4. I nostri bimbi nei primi mesi di vita stanno insieme alla mamma e al papà mentre lavorano. Perché criminalizzare il fatto che per alcuni genitori l'unica fonte di reddito sia l'accattonaggio, e non fare alcuno sforzo per sostenere la ricerca di una fonte di reddito adeguata alle necessità della famiglia?
5. Nel campo rom di Boscomantico la precedente amministrazione di centro-sinistra, con l’aiuto dell’associazionismo no-profit, aveva creato uno ‘spazio-mamme’ in cui le donne potevano trovare momenti di socializzazione, d’aiuto per i piccoli problemi della crescita dei bimbi, di custodia di qualità quando avevano necessità di allontanarsi. Perché le giunte ‘della sicurezza’ non creano servizi simili se non vogliono vedere neonati ai semafori, perché non favoriscono con le graduatorie l’ingresso dei bambini rom al nido?
6. La letteratura scientifica è concorde sull’importanza da ogni punto di vista dell’allattamento materno e si fatica non poco per sostenere le madri. Perché si disincentiva se la donna è rom, chiedendole di non portare il neonato con sé?

Se il nucleo familiare in cui un bambino nasce e cresce è povero, economicamente e socialmente, e non è in grado di salvaguardare e garantirne tutti i diritti -e non vi è dubbio che la povertà metta in discussione ogni diritto- non è compito della società sostenere quei bambini e quelle bambine? I bambini sinti e rom, invece, in Italia vivono in povertà, in condizioni inadeguate, isolati in campi fatiscenti: crescono, insomma, seriamente svantaggiati.
I bambini hanno bisogno di cure, non solo quelle della famiglia, ma di tutta la comunità e da parte delle istituzioni: occorrono progetti di cura, non basati sulla sostituzione della famiglia ma sull’accompagnamento.

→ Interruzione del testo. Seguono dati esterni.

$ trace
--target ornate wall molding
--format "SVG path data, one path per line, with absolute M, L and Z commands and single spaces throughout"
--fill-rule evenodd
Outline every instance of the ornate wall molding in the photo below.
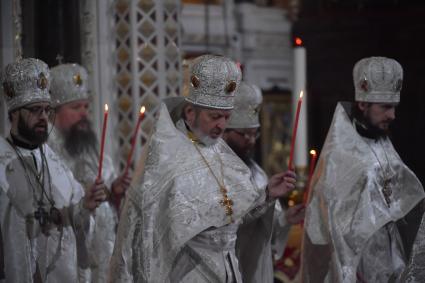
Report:
M 140 107 L 147 112 L 133 160 L 153 127 L 161 99 L 180 95 L 180 2 L 80 0 L 80 9 L 82 64 L 90 75 L 93 120 L 102 124 L 103 105 L 108 103 L 105 150 L 122 169 Z
M 161 99 L 181 93 L 180 1 L 117 0 L 113 5 L 118 157 L 125 166 L 140 107 L 145 119 L 135 160 L 152 130 Z

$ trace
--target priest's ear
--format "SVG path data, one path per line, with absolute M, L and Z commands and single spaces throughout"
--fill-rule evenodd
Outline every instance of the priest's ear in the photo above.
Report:
M 19 117 L 19 111 L 17 109 L 7 113 L 8 114 L 8 118 L 9 118 L 9 122 L 13 123 L 13 121 L 17 121 L 18 117 Z
M 189 126 L 193 126 L 196 119 L 195 107 L 191 103 L 188 103 L 183 109 L 182 116 L 183 119 L 189 124 Z
M 357 107 L 359 107 L 360 111 L 364 112 L 370 106 L 369 102 L 359 101 L 357 102 Z

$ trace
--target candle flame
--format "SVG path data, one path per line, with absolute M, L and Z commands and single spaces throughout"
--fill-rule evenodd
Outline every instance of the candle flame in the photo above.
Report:
M 300 37 L 295 38 L 295 45 L 301 46 L 303 44 L 303 40 Z
M 144 114 L 145 113 L 145 106 L 140 107 L 140 114 Z
M 312 149 L 312 150 L 310 150 L 310 154 L 311 155 L 316 155 L 317 153 L 316 153 L 316 151 L 314 149 Z
M 108 112 L 108 104 L 105 103 L 105 112 Z
M 300 92 L 300 99 L 302 99 L 302 98 L 303 98 L 303 96 L 304 96 L 304 91 L 301 91 L 301 92 Z

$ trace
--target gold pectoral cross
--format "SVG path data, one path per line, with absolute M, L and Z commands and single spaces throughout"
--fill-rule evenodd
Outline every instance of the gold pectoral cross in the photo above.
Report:
M 224 210 L 226 212 L 226 215 L 230 217 L 231 222 L 233 222 L 232 215 L 233 215 L 233 200 L 229 198 L 227 195 L 227 190 L 225 187 L 220 186 L 220 192 L 223 195 L 223 199 L 220 200 L 220 204 L 224 207 Z
M 233 214 L 233 201 L 227 197 L 227 195 L 220 201 L 220 204 L 226 209 L 226 215 L 231 216 Z
M 390 179 L 385 179 L 384 185 L 382 187 L 382 193 L 384 194 L 385 202 L 387 203 L 388 207 L 390 207 L 390 204 L 391 204 L 390 196 L 393 193 L 390 187 L 390 182 L 391 182 Z

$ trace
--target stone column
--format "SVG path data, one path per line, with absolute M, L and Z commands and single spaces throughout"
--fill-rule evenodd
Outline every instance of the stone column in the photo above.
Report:
M 19 0 L 0 1 L 0 28 L 1 73 L 7 64 L 22 56 L 22 16 Z M 0 135 L 5 136 L 8 133 L 7 107 L 4 99 L 0 98 Z

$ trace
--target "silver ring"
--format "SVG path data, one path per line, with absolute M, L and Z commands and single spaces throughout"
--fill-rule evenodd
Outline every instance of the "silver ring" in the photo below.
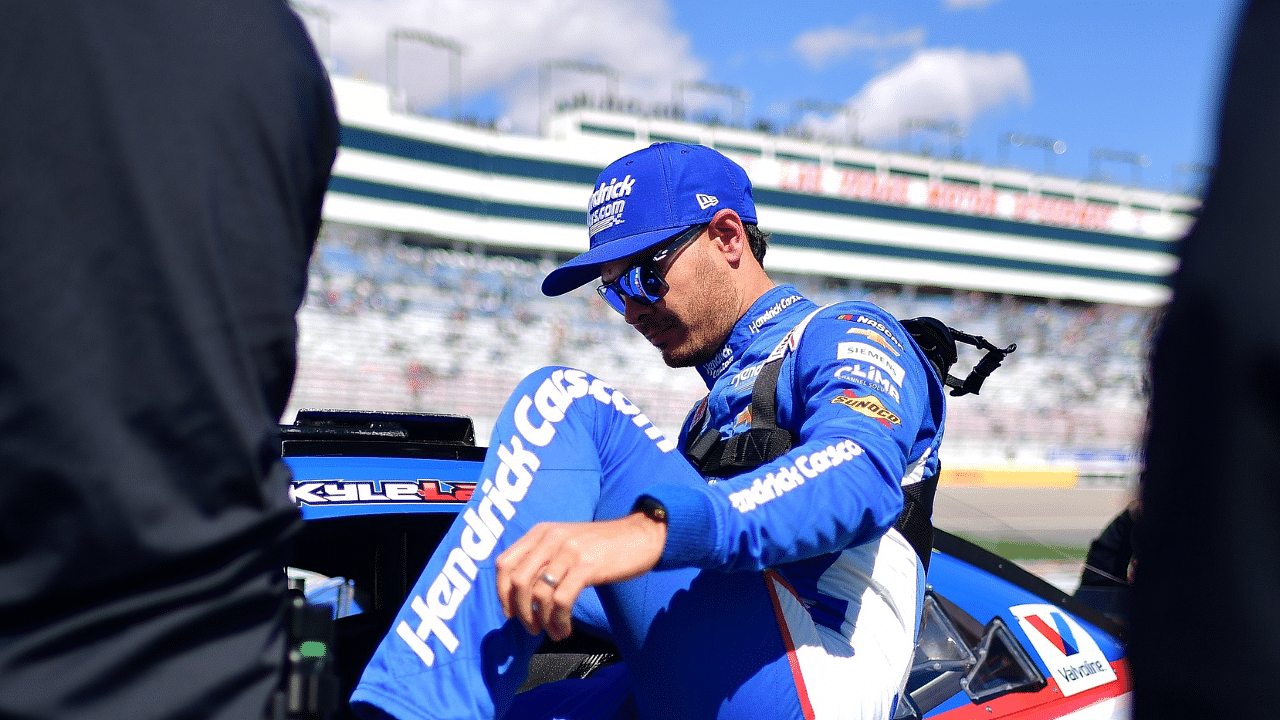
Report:
M 549 575 L 548 573 L 545 573 L 545 572 L 544 572 L 544 573 L 542 573 L 541 575 L 539 575 L 539 576 L 538 576 L 538 579 L 539 579 L 539 580 L 541 580 L 542 582 L 544 582 L 544 583 L 546 583 L 546 584 L 550 585 L 551 587 L 556 587 L 557 585 L 559 585 L 559 584 L 560 584 L 560 581 L 559 581 L 559 580 L 557 580 L 557 579 L 555 579 L 555 578 L 551 577 L 551 575 Z

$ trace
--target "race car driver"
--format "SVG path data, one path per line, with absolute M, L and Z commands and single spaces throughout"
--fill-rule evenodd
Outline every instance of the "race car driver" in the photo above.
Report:
M 924 590 L 893 526 L 903 487 L 936 472 L 942 382 L 884 310 L 818 308 L 769 279 L 751 184 L 714 150 L 627 155 L 589 211 L 590 250 L 543 291 L 599 278 L 710 393 L 677 440 L 588 373 L 525 378 L 476 494 L 366 668 L 357 714 L 892 717 Z M 753 399 L 757 385 L 774 392 Z M 703 438 L 730 441 L 737 467 L 695 469 L 681 451 Z M 623 662 L 515 695 L 543 636 L 575 627 L 612 638 Z

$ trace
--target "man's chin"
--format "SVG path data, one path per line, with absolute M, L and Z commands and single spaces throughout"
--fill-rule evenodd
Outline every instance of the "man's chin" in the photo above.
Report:
M 662 362 L 667 367 L 697 367 L 714 357 L 719 349 L 699 347 L 692 333 L 676 326 L 650 333 L 641 330 L 641 333 L 662 353 Z
M 692 348 L 680 346 L 667 346 L 659 350 L 662 352 L 662 362 L 666 363 L 667 367 L 673 368 L 697 367 L 715 355 L 715 353 L 699 353 Z
M 673 355 L 665 350 L 662 352 L 662 362 L 666 363 L 667 367 L 671 368 L 692 367 L 694 364 L 680 355 Z

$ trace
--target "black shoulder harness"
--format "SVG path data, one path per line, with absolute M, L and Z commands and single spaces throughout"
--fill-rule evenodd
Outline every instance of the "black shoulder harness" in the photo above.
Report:
M 795 447 L 796 436 L 791 431 L 778 427 L 778 375 L 782 371 L 788 343 L 790 349 L 799 346 L 808 320 L 809 318 L 805 318 L 797 325 L 761 366 L 751 390 L 751 427 L 748 430 L 727 440 L 720 437 L 720 431 L 715 427 L 705 428 L 697 437 L 685 437 L 685 457 L 703 476 L 741 475 L 781 457 Z M 1017 345 L 997 348 L 980 336 L 949 328 L 936 318 L 904 320 L 902 326 L 924 351 L 944 384 L 952 388 L 953 396 L 968 393 L 977 395 L 987 376 L 1000 367 L 1006 355 L 1017 349 Z M 958 357 L 957 340 L 987 351 L 963 381 L 950 374 L 951 366 Z M 695 431 L 696 425 L 689 430 L 690 434 Z M 933 496 L 937 488 L 937 473 L 903 487 L 902 514 L 894 524 L 894 528 L 911 543 L 926 570 L 929 568 L 929 556 L 933 549 Z

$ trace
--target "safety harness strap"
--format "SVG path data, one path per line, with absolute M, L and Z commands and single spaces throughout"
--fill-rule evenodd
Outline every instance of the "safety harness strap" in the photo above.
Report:
M 778 427 L 778 374 L 782 358 L 760 368 L 751 390 L 751 427 L 725 440 L 708 427 L 685 447 L 685 457 L 709 477 L 733 477 L 781 457 L 795 446 L 791 433 Z
M 933 552 L 933 496 L 938 491 L 942 467 L 918 483 L 902 488 L 902 514 L 893 527 L 915 548 L 924 569 L 929 569 Z
M 778 427 L 778 376 L 782 361 L 789 351 L 799 347 L 809 320 L 822 308 L 810 313 L 787 337 L 778 343 L 760 368 L 751 389 L 751 427 L 730 438 L 720 437 L 720 430 L 707 427 L 692 441 L 685 442 L 685 457 L 706 477 L 734 477 L 776 460 L 795 447 L 797 438 Z M 935 321 L 937 322 L 937 321 Z M 941 324 L 941 323 L 939 323 Z M 944 326 L 945 327 L 945 326 Z M 951 345 L 954 362 L 955 345 Z M 949 364 L 948 364 L 949 367 Z M 942 374 L 946 376 L 946 369 Z M 690 433 L 696 428 L 690 428 Z M 932 475 L 902 489 L 902 513 L 894 528 L 902 533 L 925 570 L 933 551 L 933 496 L 938 488 L 938 475 Z

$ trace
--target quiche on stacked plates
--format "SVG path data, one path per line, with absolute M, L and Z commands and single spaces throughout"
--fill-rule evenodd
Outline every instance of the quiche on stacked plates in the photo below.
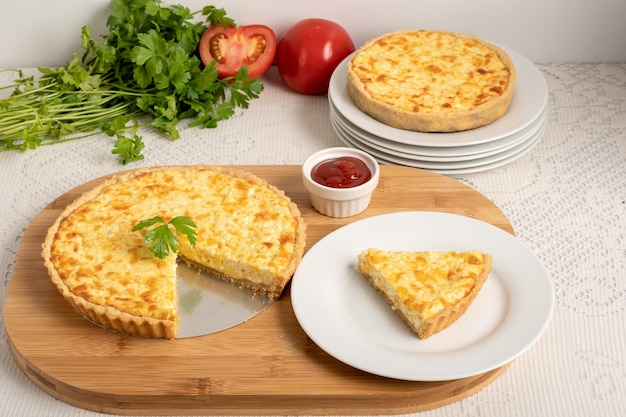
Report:
M 197 241 L 180 237 L 163 259 L 140 221 L 187 216 Z M 120 333 L 177 336 L 177 261 L 278 298 L 302 258 L 306 225 L 295 203 L 255 175 L 212 166 L 163 167 L 114 176 L 70 204 L 43 244 L 45 266 L 80 313 Z
M 515 66 L 501 48 L 448 31 L 397 31 L 363 45 L 348 63 L 348 92 L 389 126 L 457 132 L 509 108 Z
M 335 69 L 330 121 L 379 163 L 440 174 L 508 164 L 544 136 L 548 86 L 526 57 L 476 36 L 399 30 Z

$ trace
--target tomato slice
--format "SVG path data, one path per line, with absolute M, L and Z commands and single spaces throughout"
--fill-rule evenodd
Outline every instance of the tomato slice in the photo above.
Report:
M 215 61 L 219 78 L 234 77 L 246 66 L 249 77 L 254 79 L 265 74 L 274 62 L 276 34 L 265 25 L 215 25 L 202 34 L 198 51 L 204 65 Z

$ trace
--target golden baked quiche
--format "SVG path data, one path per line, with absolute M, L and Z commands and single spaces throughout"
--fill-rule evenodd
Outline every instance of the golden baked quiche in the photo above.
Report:
M 160 259 L 145 219 L 187 216 L 195 245 Z M 177 261 L 278 298 L 300 262 L 306 226 L 295 203 L 255 175 L 212 166 L 162 167 L 112 177 L 70 204 L 48 230 L 42 256 L 61 294 L 105 328 L 177 336 Z
M 491 255 L 370 248 L 357 267 L 419 338 L 440 332 L 470 306 L 491 271 Z
M 508 110 L 515 67 L 472 35 L 404 30 L 365 43 L 348 62 L 348 93 L 380 122 L 420 132 L 485 126 Z

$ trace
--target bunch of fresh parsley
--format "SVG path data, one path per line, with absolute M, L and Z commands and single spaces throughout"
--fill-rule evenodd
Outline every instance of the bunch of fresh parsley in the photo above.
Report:
M 143 159 L 141 127 L 178 139 L 179 121 L 216 127 L 263 91 L 246 67 L 220 80 L 215 64 L 203 66 L 196 54 L 206 24 L 195 16 L 234 25 L 224 9 L 192 13 L 160 0 L 112 0 L 111 12 L 109 33 L 94 39 L 84 26 L 83 54 L 64 67 L 39 68 L 37 79 L 5 70 L 17 71 L 17 79 L 2 88 L 12 94 L 0 99 L 0 150 L 26 151 L 102 131 L 116 138 L 112 153 L 126 164 Z

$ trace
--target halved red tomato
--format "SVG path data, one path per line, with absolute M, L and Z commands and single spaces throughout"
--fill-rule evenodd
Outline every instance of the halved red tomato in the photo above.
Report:
M 215 61 L 219 78 L 233 77 L 244 66 L 250 78 L 258 78 L 274 62 L 276 34 L 265 25 L 215 25 L 202 34 L 198 51 L 204 65 Z

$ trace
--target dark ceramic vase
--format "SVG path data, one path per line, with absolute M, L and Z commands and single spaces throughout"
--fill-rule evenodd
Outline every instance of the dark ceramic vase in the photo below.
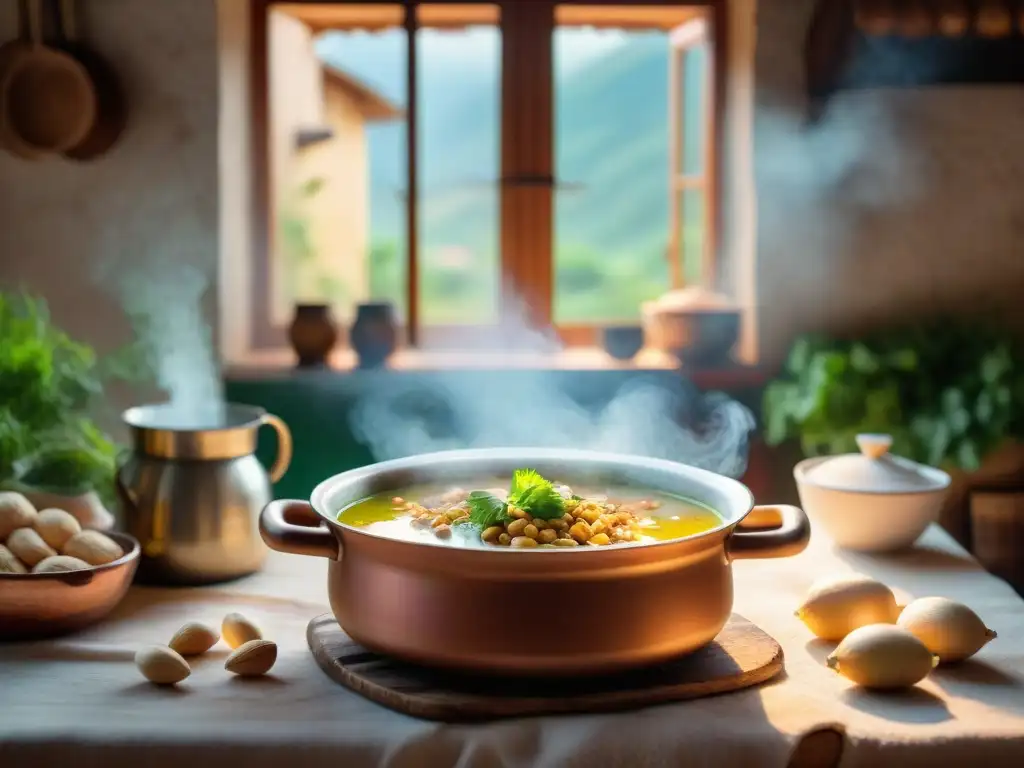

La facile scorciatoia della criminalizzazione della madre ha conseguenze sociali e politiche drammatiche e non aiuta certo i bambini a liberarsi dalle trappole dello svantaggio.
A quella bambina in braccio va garantita la possibilità di rompere il circolo vizioso di povertà, isolamento e pregiudizio attraverso politiche sociali ed economiche preventive. Se la maternità è un valore sociale, tutte le maternità hanno diritto a un sostegno sociale ed economico.
Uno stupido intervento repressivo causa solo danni, alla madre, alla bambina, alla società.